In the past, that kind of rhetoric hurt trade’s image but didn’t significantly alter the course of trade policy post-election. Trade votes and new initiatives may have been delayed, but the traditional equilibrium eventually restored. This time may be different. Trump has promised to withdraw from the TPP and from NAFTA—or to renegotiate it.

In a separate Feature, we offer ideas for how to deepen North American integration, leveraging the regional production platforms that have made North America the most competitive region in the world. Given its track record, our deeply intertwined commercial relationships, and the multi-faceted nature of cooperation with our neighbors from public health to natural disasters to cross-border energy assets, it is highly unlikely President-elect Trump do anything but reimagine the North American economic framework. He will not abandon it.

We aren’t as sanguine about TPP, an agreement that consumed years of intellectual and political engagement with strategic partners in Asia and Latin America, but which is opposed by populist movements on the left and the right in the United States. We’ve seen the opposition on the left in previous trade policy fights, but the wave of sentiment that brought Donald Trump into office should not be underestimated or ignored.
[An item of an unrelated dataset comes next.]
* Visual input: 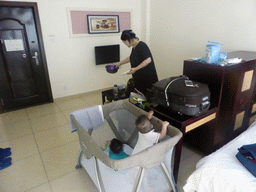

Trade Policy for the People

As a presidential candidate, Trump called the agreements unfair to Americans – President-elect Trump may have to right the perceived wrong in some way. Trump also tapped into resentment of elite snobbery. In an op-ed for the Wall Street Journal before he won the Republican nomination, Trump wrote:

Let me ask America a question: How has the “system” been working out for you and your family? …The only antidote to decades of ruinous rule by a small handful of elites is a bold infusion of popular will…The elites are wrong on taxes, on the size of government, on trade, on immigration, on foreign policy.”

When polled, more than 70 percent of Americans says they don’t know much about TPP. Unfortunately, that lack of connectedness to the agreement may become its downfall. It is symptomatic of the feeling that TPP was negotiated by elites for elites, whether you perceive those elites to be corporate insiders or an administration pursuing a social and regulatory agenda antithetical to small business and the average worker.

If President-elect Trump rejects American participation in the TPP, it will be the foreseeable consequence of a mistake trade advocates have made. In a 2007 analysis, Anne Kim offered a prescient admonition: “Open-trade advocates must bear some of the blame for neopopulism’s current resurgence…we have become arrogant in our conviction that open trade brings unchallengeable
and unalloyed benefits. Because of that arrogance, we have failed both to acknowledge some hard realities about the current political and economic climate and to answer the criticisms of trade skeptics convincingly.”

Hearts and Minds

Despite his successes on the campaign trail, the election of Donald Trump came as a surprise to most people. The recriminations have been swift among the establishments on the left and right, the media, the political consultants, and the pollsters who got it wrong by underestimating and failing to grasp the motivations of Trump voters – and Bernie Sanders voters.

Both groups demonstrated skepticism about U.S. trade policies. Although it’s unlikely voters pulled the lever for their candidate because they were for or against TPP, the 2016 presidential election is an inflection point. Trade advocates need to redouble their honest and earnest effort recapture the hearts of hardworking Americans.

Global economic leadership has been the dominant feature of American values since our creation despite bouts of protectionism and isolationist rhetoric. So if American voters want a sense of stability and adherence to core values, continuing to promote an open global trading system will be right up that alley. We shouldn’t abandon important and foundational trade agreements, but we should work to figure out what the populace really wants from trade deals and how to deliver it.